6. Observe the operation situation
You are ready to run your first topology. Create a file under this directory,/src/main/resources/words.txt, a word line, and then run the topology with the following command: MVN exec:java-dexec.mainclass= "Topologymain"- Dexec.args= "Src/main/resources/words.txt.
For example, if your Words.txt file has the following contents: Storm test are great is a Storm simple application but very powerful really Storm are great you should You will see something like this in the log: Is:2 application:1 but:1 great:1 test:1 simple:1 storm:3 really:1 are:1 great:1 an:1-Powerful: 1 Very:1 In this example, there is only one instance of each type of node. But if you have a very large log file. You can easily change the number of nodes in the system to achieve parallel work. This time, you will create two WordCounter instances.
Builder.setbolt ("Word-counter", New WordCounter (), 2). shufflegrouping ("Word-normalizer");
When the program returns, you will see:-The number of words "word-counter-2"-application:1 is:1 great:1 are:1 powerful:1 storm:3-Words [word-counter-3]-r Eally:1 is:1 but:1 great:1 test:1 simple:1 The An:1 very:1 is wonderful. It is too easy to modify the degree of parallelism (in fact, each instance will run on a separate machine). But there seems to be a problem: the word is and great are counted once for each wordcounter. How could this be. When you call shufflegrouping, you decide that storm will send a message to your bolt instance in a randomly assigned way. In this example, the ideal approach is to send the same word problem to the same WordCounter instance. You change shufflegrouping ("Word-normalizer") to Fieldsgrouping ("Word-normalizer", New Fields ("word") to achieve the goal. Try it again and run the program to confirm the result. You will learn more about grouping and message flow types in subsequent chapters.

Related Article

Contact Us

The content source of this page is from Internet, which doesn't represent Alibaba Cloud's opinion; products and services mentioned on that page don't have any relationship with Alibaba Cloud. If the content of the page makes you feel confusing, please write us an email, we will handle the problem within 5 days after receiving your email.

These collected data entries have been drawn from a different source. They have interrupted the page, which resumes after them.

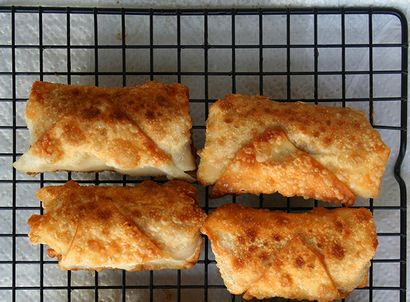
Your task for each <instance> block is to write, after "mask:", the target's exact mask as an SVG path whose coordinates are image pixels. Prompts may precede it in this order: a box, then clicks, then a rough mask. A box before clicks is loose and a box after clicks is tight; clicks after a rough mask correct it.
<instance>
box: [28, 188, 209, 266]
mask: <svg viewBox="0 0 410 302" xmlns="http://www.w3.org/2000/svg"><path fill="white" fill-rule="evenodd" d="M37 197H38V198H39V199H40V200H42V201H43V207H44V210H45V212H46V213H45V214H44V215H33V216H31V217H30V219H29V221H28V224H29V225H30V228H31V229H30V233H29V238H30V240H31V242H32V243H34V244H38V243H42V244H47V245H48V246H49V247H50V249H49V255H50V256H51V257H54V256H56V257H57V258H58V260H59V265H60V268H61V269H64V270H69V269H90V270H101V269H106V268H120V269H126V270H129V271H139V270H143V269H164V268H175V269H180V268H189V267H191V266H193V265H194V264H195V263H196V261H197V260H198V257H199V253H200V248H201V245H202V239H201V237H200V233H199V228H200V227H201V225H202V224H203V222H204V220H205V216H206V215H205V213H204V212H203V211H202V210H201V209H200V208H199V207H198V202H197V199H196V190H195V188H194V187H193V186H192V185H190V184H188V183H185V182H183V181H169V182H167V183H165V184H164V185H162V186H161V185H158V184H156V183H154V182H152V181H144V182H143V183H141V184H140V185H138V186H136V187H102V186H101V187H91V186H79V185H78V184H77V183H76V182H74V181H69V182H67V183H66V184H65V185H64V186H53V187H45V188H42V189H40V190H38V191H37Z"/></svg>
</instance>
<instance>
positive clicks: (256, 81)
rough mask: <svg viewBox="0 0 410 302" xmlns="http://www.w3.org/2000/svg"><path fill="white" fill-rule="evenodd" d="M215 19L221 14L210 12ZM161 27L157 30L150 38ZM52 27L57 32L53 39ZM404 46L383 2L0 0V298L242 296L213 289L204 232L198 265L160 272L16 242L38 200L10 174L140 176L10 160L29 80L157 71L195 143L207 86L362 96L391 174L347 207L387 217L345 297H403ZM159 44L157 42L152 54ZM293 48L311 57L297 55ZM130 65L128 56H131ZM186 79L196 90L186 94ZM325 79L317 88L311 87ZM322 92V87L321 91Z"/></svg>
mask: <svg viewBox="0 0 410 302" xmlns="http://www.w3.org/2000/svg"><path fill="white" fill-rule="evenodd" d="M49 15H58V17H57V19H54V20H59V21H61V22H58V25H57V26H56V27H54V29H52V30H51V32H52V35H51V38H48V37H47V36H46V32H45V31H46V28H47V26H46V24H45V23H46V21H45V20H46V19H47V18H48V16H49ZM106 16H111V17H113V18H115V20H117V21H114V25H113V27H115V28H116V29H117V31H118V32H117V33H116V36H115V39H114V42H112V41H108V42H106V41H105V40H104V39H105V38H104V39H102V38H103V37H102V35H104V32H105V31H107V30H108V31H110V30H111V29H110V28H109V27H107V26H105V27H104V28H101V26H103V25H101V23H100V20H101V19H103V18H105V17H106ZM80 17H81V18H84V20H88V21H85V22H83V23H81V22H79V21H78V20H79V19H78V18H80ZM159 17H166V18H168V19H167V20H168V21H167V22H168V23H167V22H165V23H164V24H163V25H161V26H163V27H162V28H160V36H159V38H157V34H158V28H159V25H158V26H157V24H158V23H157V19H158V18H159ZM189 18H191V19H195V20H196V21H195V22H196V23H195V22H194V23H192V24H194V25H192V24H191V23H189V22H188V23H186V20H187V19H189ZM324 18H328V19H327V22H328V23H327V24H329V20H330V24H331V26H326V27H324V28H323V27H322V26H321V22H322V20H323V19H324ZM355 18H358V19H360V18H361V19H363V20H364V23H363V24H365V25H362V26H357V25H354V24H356V23H355V22H356V21H355ZM30 20H31V22H32V21H33V20H34V23H35V24H34V30H33V27H27V28H25V27H24V26H25V24H26V23H27V22H29V21H30ZM216 20H219V21H218V22H220V21H221V20H222V22H221V23H215V22H217V21H216ZM386 20H387V21H386ZM78 22H79V23H78ZM304 22H305V23H304ZM383 22H384V23H386V24H390V25H391V28H392V30H393V31H394V33H389V32H388V33H384V35H381V34H380V31H381V30H383V29H384V28H386V27H380V24H381V23H383ZM190 24H191V25H190ZM244 24H247V26H244ZM20 27H21V28H20ZM169 28H173V31H171V33H170V34H169V31H167V30H169ZM279 28H281V29H279ZM78 29H80V31H86V30H88V31H89V33H90V35H89V37H90V38H89V39H88V40H87V41H86V43H79V42H78V41H77V34H78V33H79V32H78ZM139 29H141V30H139ZM30 30H32V32H30ZM162 30H164V32H165V34H162V36H161V31H162ZM24 31H28V32H29V33H31V34H29V39H28V40H21V39H20V38H19V34H21V32H24ZM192 32H195V34H194V35H192V34H191V35H188V36H190V38H189V39H187V33H192ZM326 32H327V35H326ZM324 33H325V34H324ZM48 34H49V28H48V29H47V35H48ZM134 34H135V35H136V37H137V38H138V37H141V36H143V37H145V38H146V40H145V42H144V41H142V40H141V39H140V40H139V38H138V39H134V38H135V37H133V35H134ZM53 37H54V38H53ZM57 38H58V41H55V40H53V39H57ZM190 39H191V40H190ZM407 47H408V36H407V21H406V19H405V17H404V16H403V14H401V13H400V12H399V11H396V10H392V9H376V8H372V9H369V8H364V9H358V8H354V9H351V8H344V9H259V10H250V9H241V10H239V9H238V10H227V9H222V10H221V9H218V10H200V9H194V10H153V9H102V8H49V7H47V8H46V7H0V56H3V59H5V60H3V62H6V64H4V66H0V70H1V71H0V83H1V85H0V105H1V110H2V111H3V112H7V114H6V116H5V117H3V118H1V119H0V123H1V125H0V131H1V133H0V134H1V137H2V139H5V137H6V136H7V135H9V137H10V138H9V141H8V143H5V144H4V145H6V146H4V147H2V148H3V149H4V150H1V153H0V160H1V162H0V164H1V165H2V175H1V177H0V185H1V190H2V195H1V196H2V197H1V198H2V201H1V206H0V216H1V217H0V220H1V222H0V240H1V241H0V300H1V301H30V300H33V301H38V300H39V301H44V300H53V301H84V300H85V301H89V300H95V301H106V300H107V301H117V300H121V301H146V300H148V301H154V300H155V301H223V300H224V299H226V300H232V301H234V300H237V301H239V300H241V298H240V297H234V296H231V295H229V294H228V293H227V291H226V290H225V287H224V286H223V283H222V282H221V279H220V278H219V277H218V271H217V269H216V267H215V260H214V259H213V255H212V252H211V250H210V249H209V243H208V242H207V241H206V240H205V246H204V250H203V252H202V255H201V260H200V261H199V263H198V264H197V266H196V267H195V268H194V269H193V270H192V271H190V270H186V271H175V272H169V274H171V275H169V274H168V275H166V274H165V275H163V273H162V272H161V271H155V272H141V273H127V272H124V271H114V272H112V274H113V275H110V274H108V275H106V274H105V273H94V272H93V273H85V274H82V273H81V272H60V271H58V268H56V267H57V265H56V261H55V260H53V259H50V258H48V257H47V256H46V254H45V248H44V247H42V246H41V247H36V248H35V247H32V246H30V245H29V244H28V240H27V228H26V227H25V221H26V219H27V217H28V216H30V214H32V213H36V212H37V213H38V212H41V211H42V209H41V208H40V207H39V205H38V202H37V201H34V202H33V204H29V205H26V204H23V203H24V202H23V201H22V200H21V197H20V193H19V192H20V190H21V188H22V187H23V186H31V188H32V189H33V192H34V191H35V189H36V188H39V187H42V186H44V185H47V184H55V183H63V182H65V181H66V180H67V179H71V178H72V177H73V178H76V179H77V180H78V181H79V182H82V183H91V184H97V185H98V184H102V183H104V184H107V183H109V184H113V185H121V184H122V185H126V184H128V183H135V182H138V181H139V180H135V179H131V178H128V177H125V176H124V177H122V178H118V176H117V177H114V176H113V177H106V176H104V174H103V173H100V174H98V173H96V174H92V176H89V175H88V176H81V175H80V176H78V175H74V174H75V173H73V174H71V173H59V174H58V175H59V176H57V177H56V176H53V174H41V175H39V176H38V177H36V178H30V177H28V176H24V175H21V174H19V173H18V172H16V171H15V170H14V169H12V167H11V163H12V162H13V161H15V160H16V158H17V157H18V156H20V155H21V152H22V150H20V149H22V148H20V147H19V146H20V145H21V142H20V140H22V137H24V135H21V133H24V132H25V133H26V132H27V131H26V130H27V128H26V127H25V125H24V124H23V125H22V124H20V122H19V116H21V112H23V110H24V102H25V101H26V99H27V95H28V90H29V86H30V84H31V82H32V81H34V80H36V79H40V80H54V81H61V82H66V83H74V82H80V83H82V82H86V83H90V84H95V85H110V84H111V85H114V84H116V85H124V86H125V85H131V84H133V83H135V82H143V81H145V80H149V79H159V80H165V81H178V82H185V83H187V84H188V85H189V86H190V88H191V92H192V91H193V93H191V99H190V102H191V105H192V106H197V107H196V108H200V109H198V110H202V111H203V114H202V115H201V114H199V115H200V116H201V117H200V118H198V117H195V116H194V127H193V128H194V129H193V134H194V141H195V140H197V141H198V140H202V143H201V142H200V143H197V144H196V146H197V147H198V146H201V144H203V133H204V121H205V118H206V116H207V113H208V107H209V105H210V104H211V103H212V102H213V101H214V100H215V98H217V97H221V96H222V95H220V94H219V95H216V94H215V91H219V90H220V89H222V90H223V91H224V92H248V93H252V94H264V93H265V94H266V95H270V96H272V97H274V98H275V99H277V100H288V101H295V100H297V99H300V98H303V99H304V100H305V101H307V102H315V103H319V102H328V103H333V104H334V105H339V106H346V105H347V106H359V107H360V108H362V109H363V108H365V110H366V111H367V112H368V114H369V119H370V122H371V123H372V125H373V126H374V127H375V128H376V129H378V130H379V131H380V132H381V133H382V136H383V138H384V139H385V140H386V139H387V141H388V142H390V140H389V138H391V137H393V136H394V137H396V142H397V143H396V144H395V145H394V146H391V148H392V159H391V161H392V164H391V169H390V171H386V174H391V179H392V182H390V183H389V184H388V186H387V188H386V187H384V188H383V190H384V191H385V192H386V191H388V192H389V193H388V194H387V196H384V197H383V198H382V199H381V200H372V199H370V200H361V201H360V200H359V205H360V206H364V207H367V208H369V209H370V210H371V211H373V213H374V214H375V217H376V222H377V223H378V219H377V218H378V214H379V213H384V216H383V215H382V217H387V218H385V220H387V224H388V225H389V224H394V226H393V227H391V228H387V229H385V230H383V229H380V228H378V236H379V242H380V244H379V251H378V252H380V253H379V254H378V255H376V257H375V259H374V260H373V261H372V267H371V268H370V272H369V281H368V285H367V286H366V287H364V288H363V289H358V290H356V291H355V292H354V293H353V294H352V296H351V298H348V299H346V300H349V301H377V300H379V301H380V300H384V301H402V302H404V301H405V300H406V210H407V205H406V187H405V183H404V181H403V179H402V178H401V176H400V167H401V164H402V161H403V158H404V155H405V150H406V131H407V65H408V59H407V58H408V55H407ZM107 50H108V51H109V50H112V51H114V52H116V55H117V57H116V59H115V60H114V61H116V62H117V63H118V64H119V65H118V64H117V65H116V66H117V67H118V66H120V67H119V68H117V69H116V68H114V67H113V68H111V67H108V68H107V67H105V68H101V67H100V66H101V62H103V61H105V60H107V56H104V57H102V52H103V51H107ZM79 51H84V52H87V53H88V54H89V55H90V57H88V59H87V60H88V64H89V65H91V66H92V67H91V68H88V67H84V66H82V65H81V64H80V67H78V68H77V65H78V59H77V57H76V54H77V53H78V52H79ZM132 51H140V52H139V53H140V54H144V57H135V56H134V57H133V56H132ZM189 51H192V53H193V54H192V53H191V57H192V56H193V58H194V61H195V62H196V63H195V64H188V65H189V66H188V67H187V66H186V64H185V63H184V62H185V58H184V56H185V55H186V54H187V53H189ZM271 51H272V52H277V53H280V55H279V57H280V58H282V59H279V60H278V59H275V60H274V62H273V64H272V62H271V61H270V59H269V58H271V57H270V54H269V52H271ZM48 52H54V54H55V56H56V57H55V59H56V60H57V61H58V62H60V63H59V65H58V68H54V67H52V68H51V69H50V68H49V67H48V65H47V64H48V63H47V62H46V61H47V60H48V59H46V55H48V54H47V53H48ZM161 52H163V54H162V55H160V56H158V53H161ZM167 52H170V53H171V54H172V55H169V54H168V53H167ZM27 53H29V55H28V56H27ZM363 53H364V54H365V55H364V60H361V64H359V65H358V66H352V65H351V63H350V62H351V59H352V56H353V57H355V56H358V55H360V54H363ZM30 55H31V57H30ZM326 55H327V56H326ZM218 57H220V59H221V58H222V60H220V61H218V62H219V63H217V64H215V58H217V59H218ZM326 57H327V59H326ZM386 57H391V58H393V57H394V58H395V59H394V60H393V61H394V62H396V65H395V66H393V67H390V66H384V65H383V62H385V61H387V60H386ZM90 58H91V59H90ZM300 58H303V60H305V59H309V60H311V61H310V63H309V64H307V65H306V64H305V62H304V61H303V60H302V62H301V61H300V60H299V59H300ZM322 58H324V59H323V60H322ZM33 59H35V60H37V61H36V64H34V66H35V67H34V68H33V67H30V70H27V69H25V64H27V66H28V65H30V64H29V63H32V62H31V61H32V60H33ZM81 60H83V59H81ZM81 60H80V61H81ZM170 60H171V61H172V60H174V63H175V64H174V65H173V67H172V68H171V69H169V70H163V69H161V65H163V64H165V65H167V64H168V62H169V61H170ZM247 60H248V61H249V60H252V62H251V63H249V62H248V61H247ZM322 61H323V62H322ZM244 62H245V63H244ZM335 62H338V63H337V64H335ZM80 63H81V62H80ZM322 63H324V65H323V64H322ZM134 65H137V67H135V68H134V67H133V68H130V66H134ZM222 65H223V66H222ZM30 66H31V65H30ZM81 66H82V67H81ZM158 66H159V67H158ZM250 66H251V67H250ZM252 66H253V67H252ZM326 66H327V67H328V68H327V69H326ZM223 68H225V70H224V69H223ZM329 68H330V69H329ZM131 69H132V70H131ZM392 79H393V80H392ZM362 80H364V81H362ZM329 83H330V84H329ZM354 83H356V84H354ZM329 85H330V89H329ZM383 85H387V86H389V87H390V86H392V87H393V86H394V87H396V88H397V89H396V90H395V91H394V92H393V93H392V94H389V95H380V93H379V92H378V91H379V87H380V86H383ZM272 86H274V89H272ZM198 87H201V89H199V88H198ZM221 87H222V88H221ZM355 87H356V88H355ZM389 87H388V88H389ZM197 88H198V89H199V90H200V92H196V90H197ZM224 89H226V90H224ZM326 89H327V90H328V92H326V93H327V94H326V93H323V90H326ZM329 90H330V92H335V93H334V94H332V93H330V94H329ZM198 106H199V107H198ZM380 106H381V107H383V108H384V109H383V110H385V111H386V110H387V111H389V110H390V108H391V110H392V111H393V113H390V115H387V114H386V116H387V117H386V118H381V119H380V115H379V117H378V118H375V116H377V115H375V114H374V113H376V112H377V110H378V108H379V107H380ZM192 108H193V107H191V109H192ZM386 108H387V109H386ZM194 115H195V114H194ZM383 116H385V115H383V114H382V115H381V117H383ZM11 117H12V118H11ZM389 117H394V118H395V119H396V120H397V122H396V123H392V122H391V121H390V120H389ZM227 139H229V138H227ZM23 149H24V148H23ZM393 166H394V167H393ZM393 174H394V175H393ZM393 176H394V177H393ZM199 192H200V194H201V203H202V204H201V205H202V206H203V207H204V209H205V210H206V211H207V212H208V211H210V210H212V209H213V208H215V207H216V206H217V205H219V204H220V203H223V202H232V201H233V202H243V201H242V200H243V199H244V198H242V197H236V198H235V197H229V198H228V199H225V200H222V201H221V200H219V201H218V200H217V201H213V200H208V190H207V189H203V188H200V189H199ZM33 194H34V193H33ZM252 198H253V201H252V202H249V201H248V203H247V205H250V206H260V207H269V208H275V209H282V210H287V211H295V210H296V211H299V210H306V209H309V208H311V206H313V205H317V204H318V202H316V201H312V202H310V203H309V202H307V201H306V202H304V203H303V204H302V206H300V203H299V202H298V200H295V199H289V198H288V199H284V198H281V197H279V196H276V197H275V198H274V199H276V201H273V202H271V201H272V198H271V196H262V195H261V196H258V197H257V198H256V200H255V197H251V196H247V197H245V199H252ZM244 202H245V203H246V201H244ZM306 205H308V206H306ZM392 217H393V218H392ZM381 220H383V219H381ZM22 255H23V256H22ZM27 255H31V256H30V257H29V256H27ZM26 256H27V257H26ZM33 272H34V273H33ZM79 276H80V277H79ZM158 276H159V277H158ZM161 276H162V277H161ZM393 277H394V278H393ZM60 279H61V280H63V281H61V280H60ZM392 279H394V280H396V282H393V281H391V280H392ZM57 280H60V281H59V282H60V283H58V282H57ZM54 281H55V283H53V282H54ZM61 282H62V283H61ZM391 282H393V283H391Z"/></svg>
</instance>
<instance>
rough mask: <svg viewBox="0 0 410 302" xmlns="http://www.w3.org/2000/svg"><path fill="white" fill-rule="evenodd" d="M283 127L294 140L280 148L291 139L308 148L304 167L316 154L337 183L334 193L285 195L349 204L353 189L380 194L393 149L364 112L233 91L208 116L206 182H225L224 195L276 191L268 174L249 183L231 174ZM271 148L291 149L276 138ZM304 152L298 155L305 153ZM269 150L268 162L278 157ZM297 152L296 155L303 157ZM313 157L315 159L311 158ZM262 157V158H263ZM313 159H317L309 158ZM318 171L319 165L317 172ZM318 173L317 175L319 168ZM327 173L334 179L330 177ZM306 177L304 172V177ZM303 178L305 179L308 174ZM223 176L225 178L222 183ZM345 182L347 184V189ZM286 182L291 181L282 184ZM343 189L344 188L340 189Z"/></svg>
mask: <svg viewBox="0 0 410 302" xmlns="http://www.w3.org/2000/svg"><path fill="white" fill-rule="evenodd" d="M278 128H280V129H282V130H283V131H284V133H285V134H286V137H287V139H288V142H287V143H286V144H285V143H281V144H280V148H285V147H286V148H288V146H289V144H292V145H293V147H294V148H293V149H295V148H296V149H298V150H299V151H303V152H304V156H303V157H304V158H305V159H304V160H302V162H303V165H302V167H301V168H303V169H305V170H306V169H307V168H308V167H309V165H311V164H313V162H312V160H313V159H314V160H315V161H316V162H317V163H319V164H320V165H321V167H320V168H318V167H317V169H319V170H320V171H319V174H320V175H322V178H323V180H324V181H328V182H329V184H328V185H329V186H330V187H331V188H329V191H330V192H305V193H303V192H302V193H300V192H296V191H294V190H292V188H291V187H290V188H288V190H284V188H282V191H283V194H285V195H286V196H293V195H295V194H301V195H304V196H305V197H312V198H317V195H323V196H322V197H321V198H322V199H324V200H328V201H338V202H343V203H346V204H351V203H352V200H351V199H352V196H351V195H352V194H351V192H353V193H354V194H356V195H360V196H362V197H377V196H378V194H379V190H380V182H381V177H382V175H383V173H384V169H385V166H386V163H387V159H388V156H389V153H390V150H389V148H388V147H387V146H386V145H385V144H384V143H383V141H382V140H381V139H380V135H379V133H378V132H377V131H376V130H374V129H373V128H372V127H371V125H370V123H369V121H368V120H367V118H366V117H365V115H364V114H363V113H362V112H359V111H357V110H354V109H351V108H338V107H329V106H318V105H310V104H304V103H300V102H298V103H286V102H274V101H271V100H269V99H268V98H266V97H262V96H243V95H238V94H237V95H228V96H226V97H225V98H224V99H222V100H218V101H217V102H216V103H214V104H213V105H212V106H211V108H210V112H209V117H208V120H207V129H206V142H205V147H204V149H202V150H201V151H200V152H199V155H200V157H201V162H200V165H199V168H198V180H199V181H200V182H201V183H202V184H203V185H213V184H216V186H217V187H218V186H219V189H218V195H221V194H228V193H243V192H244V191H246V192H251V193H271V192H272V191H275V188H272V187H270V185H269V183H263V182H264V181H265V180H266V178H263V177H262V179H260V180H257V179H254V180H252V181H249V182H248V183H247V180H248V179H249V178H247V179H238V177H230V176H229V174H232V170H233V169H234V167H233V166H234V165H235V164H236V165H237V163H238V161H240V160H241V159H242V162H243V159H244V158H248V157H249V156H252V154H251V155H245V154H246V153H247V149H249V147H250V146H252V145H253V148H256V147H257V145H258V144H259V145H260V143H261V141H260V140H261V137H262V138H264V137H265V138H266V135H267V134H266V133H267V132H268V131H269V130H272V129H278ZM264 133H265V135H264ZM264 145H265V147H266V146H267V145H268V144H267V143H266V142H265V144H264ZM270 148H271V149H270V150H271V151H272V152H273V151H274V152H273V155H274V154H275V152H276V153H281V152H282V153H283V152H285V151H287V149H286V148H285V149H284V150H282V149H280V148H279V147H278V146H276V147H275V145H274V144H273V143H271V144H270ZM275 148H276V149H275ZM275 150H276V151H275ZM257 151H258V152H257ZM261 151H265V150H256V151H252V152H253V153H256V154H257V153H261ZM299 151H298V152H296V153H295V154H294V155H295V156H296V155H298V156H299V155H301V154H302V153H300V152H299ZM263 153H264V152H262V154H263ZM265 153H266V152H265ZM285 153H286V152H285ZM288 153H289V152H288ZM264 155H265V157H266V158H265V161H272V159H271V158H269V156H268V155H269V154H268V153H266V154H264ZM273 155H272V156H273ZM295 156H294V158H295V159H296V158H298V156H296V157H295ZM307 156H309V157H310V158H311V159H309V160H307V158H308V157H307ZM256 160H257V161H258V158H256ZM259 161H262V160H259ZM309 161H311V163H308V162H309ZM305 164H307V165H305ZM260 165H261V163H260V162H258V165H257V166H259V167H260ZM274 166H275V164H274V163H272V164H270V165H266V164H265V165H264V167H265V168H267V167H270V169H271V172H272V171H273V170H274ZM282 167H283V165H282ZM241 168H243V167H241ZM247 168H248V172H249V171H250V170H251V169H254V168H256V166H250V165H247ZM229 170H231V171H229ZM315 170H316V168H314V170H313V172H315ZM224 173H225V174H224ZM265 173H268V172H265ZM276 173H279V172H276ZM226 174H228V175H226ZM243 174H245V173H243ZM254 174H256V172H255V173H254ZM314 174H316V175H317V173H316V172H315V173H314ZM325 174H327V175H328V176H329V178H328V177H327V176H326V177H325ZM306 175H309V174H306ZM330 175H332V176H330ZM228 176H229V177H228ZM301 176H302V175H301V174H300V175H299V176H298V177H301ZM310 176H312V175H311V174H310ZM333 176H335V177H336V179H335V178H334V177H333ZM221 178H222V179H221ZM223 178H225V180H224V179H223ZM300 180H301V181H302V182H303V181H304V180H305V179H300ZM218 181H219V182H221V183H220V184H218ZM222 184H223V187H222V186H221V185H222ZM343 184H344V188H343V189H341V187H342V186H343ZM251 185H252V187H253V188H259V187H260V190H257V189H253V191H252V190H250V189H249V188H250V187H251ZM291 185H292V184H291ZM284 186H285V184H283V185H282V187H284ZM240 187H246V190H243V191H241V190H239V189H240ZM228 188H231V190H229V189H228ZM269 188H270V190H268V189H269ZM341 190H342V191H343V192H340V191H341ZM285 191H287V192H285ZM331 191H334V194H333V196H332V195H329V194H328V193H331ZM349 191H350V192H349ZM307 193H309V194H307ZM311 193H312V194H311Z"/></svg>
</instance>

If you find any instances of plagiarism from the community, please send an email to: info-contact@alibabacloud.com and provide relevant evidence. A staff member will contact you within 5 working days.

A Free Trial That Lets You Build Big!

Start building with 50+ products and up to 12 months usage for Elastic Compute Service

  • Sales Support

    1 on 1 presale consultation

  • After-Sales Support

    24/7 Technical Support 6 Free Tickets per Quarter Faster Response

  • Alibaba Cloud offers highly flexible support services tailored to meet your exact needs.